Eine Grundhaltung des Punk ist die Abwehr gesellschaftlicher Normierungsprozesse, die – persönlichkeits- und temperamentssabhängig – in offen kritisches oder totales Verweigerungsverhalten der jeweiligen Gesellschaft gegenüber münden kann. Der Punk ist als linksorientierte Musikform in England und den USA Ende der 70er Jahre entstanden, auch als Anti-Gebärde gegenüber einem alles verschlingenden, Originalität vernichtenden Musik- und Kunstmarkt. Ob man die Ansichten des Punk teilt oder nicht, künstlerisch hat er immens viel zu bieten. Schon allein deshalb, weil er so radikal kritisch und abseitig ist.

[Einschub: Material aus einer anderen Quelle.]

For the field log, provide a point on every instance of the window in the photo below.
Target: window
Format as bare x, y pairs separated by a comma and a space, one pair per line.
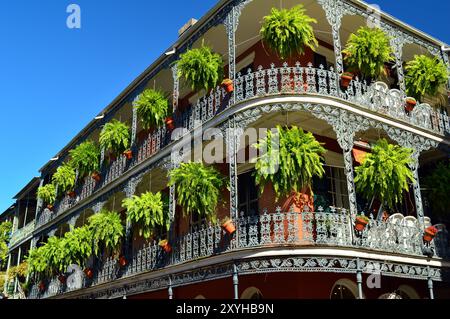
247, 194
331, 189
344, 289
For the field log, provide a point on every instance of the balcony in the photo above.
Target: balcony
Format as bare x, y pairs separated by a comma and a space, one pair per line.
331, 228
22, 234
294, 81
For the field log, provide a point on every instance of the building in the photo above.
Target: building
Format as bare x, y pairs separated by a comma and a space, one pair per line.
276, 252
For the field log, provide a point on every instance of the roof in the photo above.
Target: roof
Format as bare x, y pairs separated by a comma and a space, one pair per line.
184, 38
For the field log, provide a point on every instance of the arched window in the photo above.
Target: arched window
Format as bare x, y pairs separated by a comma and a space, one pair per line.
252, 293
344, 289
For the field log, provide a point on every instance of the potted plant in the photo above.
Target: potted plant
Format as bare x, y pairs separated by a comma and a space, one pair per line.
384, 173
164, 244
152, 108
361, 222
123, 261
410, 104
170, 123
228, 85
89, 272
64, 179
115, 137
107, 231
367, 51
48, 194
429, 233
288, 31
201, 68
425, 76
228, 225
346, 78
198, 188
290, 168
86, 159
148, 212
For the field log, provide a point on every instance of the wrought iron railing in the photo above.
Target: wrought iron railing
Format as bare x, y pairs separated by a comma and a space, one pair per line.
331, 228
21, 234
295, 80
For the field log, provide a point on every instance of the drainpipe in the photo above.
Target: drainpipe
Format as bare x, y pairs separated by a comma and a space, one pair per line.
359, 279
430, 284
235, 282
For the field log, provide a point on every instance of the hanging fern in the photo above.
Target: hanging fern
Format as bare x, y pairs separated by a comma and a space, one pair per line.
107, 230
85, 158
148, 212
425, 76
152, 108
115, 137
385, 173
64, 178
201, 68
47, 193
438, 182
289, 159
288, 32
367, 51
79, 245
198, 188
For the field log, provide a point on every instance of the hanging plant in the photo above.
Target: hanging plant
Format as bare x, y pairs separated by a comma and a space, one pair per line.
367, 51
384, 173
64, 178
115, 137
79, 245
288, 32
438, 184
425, 76
85, 158
289, 160
201, 68
148, 212
107, 230
152, 108
198, 188
48, 194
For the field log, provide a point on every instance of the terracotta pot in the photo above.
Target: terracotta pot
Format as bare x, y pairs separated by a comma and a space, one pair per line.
89, 273
410, 104
229, 227
170, 123
165, 246
360, 224
128, 154
228, 85
96, 176
123, 261
345, 80
41, 286
62, 279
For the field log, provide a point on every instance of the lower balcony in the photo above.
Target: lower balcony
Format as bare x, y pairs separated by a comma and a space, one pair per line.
331, 228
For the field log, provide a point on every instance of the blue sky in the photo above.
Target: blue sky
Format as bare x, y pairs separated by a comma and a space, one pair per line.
54, 80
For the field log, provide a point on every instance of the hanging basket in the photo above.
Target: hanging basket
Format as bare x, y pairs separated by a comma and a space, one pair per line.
361, 222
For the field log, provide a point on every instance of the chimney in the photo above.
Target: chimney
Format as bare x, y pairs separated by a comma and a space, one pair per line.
187, 26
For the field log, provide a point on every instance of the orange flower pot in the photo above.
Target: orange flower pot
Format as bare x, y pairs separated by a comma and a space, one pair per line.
164, 244
229, 227
96, 177
360, 223
346, 78
89, 273
128, 154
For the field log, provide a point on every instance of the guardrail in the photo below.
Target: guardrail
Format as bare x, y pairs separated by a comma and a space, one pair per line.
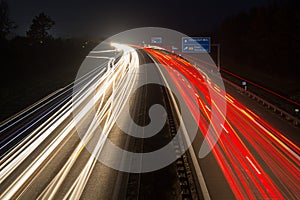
282, 113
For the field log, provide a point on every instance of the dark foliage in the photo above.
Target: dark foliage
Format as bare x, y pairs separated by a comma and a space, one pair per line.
6, 25
39, 29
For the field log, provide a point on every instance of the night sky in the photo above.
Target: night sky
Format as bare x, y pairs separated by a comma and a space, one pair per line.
99, 19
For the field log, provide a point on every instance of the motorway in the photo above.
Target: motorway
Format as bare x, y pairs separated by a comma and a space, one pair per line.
50, 150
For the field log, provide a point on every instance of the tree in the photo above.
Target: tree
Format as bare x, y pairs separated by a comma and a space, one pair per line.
6, 25
39, 28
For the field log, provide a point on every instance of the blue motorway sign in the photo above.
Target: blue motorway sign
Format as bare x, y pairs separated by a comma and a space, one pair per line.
196, 44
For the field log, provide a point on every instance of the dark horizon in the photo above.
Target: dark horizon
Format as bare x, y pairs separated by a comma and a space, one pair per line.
97, 20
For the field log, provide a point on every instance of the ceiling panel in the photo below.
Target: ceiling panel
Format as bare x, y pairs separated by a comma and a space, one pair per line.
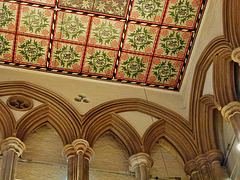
140, 41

Im November 2008 fand in Santa Clara wieder das „Metal City Festival“ statt. Seit 1997 kommen hier Punk- und Metal-Fans aus ganz Kuba zusammen, um bei Konzerten mehrerer Bands die karibischen Nächte durchzupogen.

Internationale Öffnung

Kuba hat sich in den vergangenen Jahren mehr und mehr für die internationale Rockmusik geöffnet. Viele ausländische Musiker und Bands haben in Kuba Konzerte gegeben, wie Manu Chao, „Audioslave“, „Manic Street Preachers“ und „Die Toten Hosen“. Fans und Berufskollegen dürften gleichermaßen begeistert sein: Die Rockmusik ist angekommen, wenn auch mit einiger Verspätung.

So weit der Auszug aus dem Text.